Calling complex pedigrees with HaplotypeCaller

Hi,
I want to use HaplotypeCaller to call families together. I have bam files for each individual in the 4 families I am studying, as well as a ped file describing the pedigree information. The problem is that these families have complex pedigrees, with the parents (mother and father), the children, and then one grandchild for each child (do not have information about the other parent of the grandchild). I would like to call these families with their complex pedigrees together, and I would like to call all the 4 families together to maximize the power of the calling. However, I'm not sure how to do that with just the -ped option. -ped seems to be designed for only one family or cohort, and I'm not sure it would work for me to feed it all my bams as inputs. Are there any other tools for GATK that I could use to call complex pedigrees?
The other possibility would be to call the 4 trios separately and each child-grandchild pair separately, but not sure how to do that either with just -ped. What would you recommend?

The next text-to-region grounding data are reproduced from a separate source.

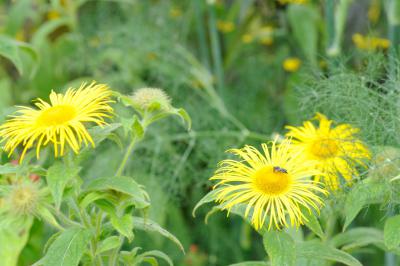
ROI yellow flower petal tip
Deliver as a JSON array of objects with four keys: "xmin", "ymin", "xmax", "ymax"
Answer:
[
  {"xmin": 0, "ymin": 82, "xmax": 114, "ymax": 162},
  {"xmin": 286, "ymin": 113, "xmax": 370, "ymax": 190},
  {"xmin": 210, "ymin": 138, "xmax": 327, "ymax": 231}
]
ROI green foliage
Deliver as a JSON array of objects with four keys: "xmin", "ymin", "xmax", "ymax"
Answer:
[
  {"xmin": 263, "ymin": 231, "xmax": 295, "ymax": 266},
  {"xmin": 0, "ymin": 0, "xmax": 399, "ymax": 265}
]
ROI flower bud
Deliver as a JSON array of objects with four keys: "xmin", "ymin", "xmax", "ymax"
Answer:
[
  {"xmin": 7, "ymin": 183, "xmax": 40, "ymax": 216},
  {"xmin": 131, "ymin": 88, "xmax": 172, "ymax": 112}
]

And finally, I get an error message saying that --emitRefConfidence only works for single sample mode. It seems that I should omit this option when I run HaplotypeCaller on my families, but are there any other options that I should use for cohort calling besides the standard ones (which I know to be --variant_index_type and --variant_index_parameter)?
Thanks,
Alva
Best Answer
-
Sheila Broad Institute admin
Hi Alva,
Haplotype Caller actually does not take into account the pedigree file. The best thing to do is run HaplotypeCaller on all 4 families together. After Haplotype Caller, you can use the pedigree file in PhaseByTransmission. https://www.broadinstitute.org/gatk/gatkdocs/org_broadinstitute_gatk_tools_walkers_phasing_PhaseByTransmission.php
-Sheila
Answers
@astrand
Hi Alva,
Haplotype Caller actually does not take into account the pedigree file. The best thing to do is run HaplotypeCaller on all 4 families together. After Haplotype Caller, you can use the pedigree file in PhaseByTransmission. https://www.broadinstitute.org/gatk/gatkdocs/org_broadinstitute_gatk_tools_walkers_phasing_PhaseByTransmission.php
-Sheila
Thanks Sheila. Just to confirm, I should remove the option --emitRefConfidence, correct?
Alva
@astrand Not quite: you should run HaplotypeCaller on each sample individually with the --emitRefConfidence option, then run GenotypeGVCFs on all the resulting GVCFs together. This is a new(ish) workflow for joint analysis that gives best results while being computationally efficient. See the methods documentation for more details.
I see. So from what I understand, the workflow should be the following:
Please correct me if I am wrong at any of these steps.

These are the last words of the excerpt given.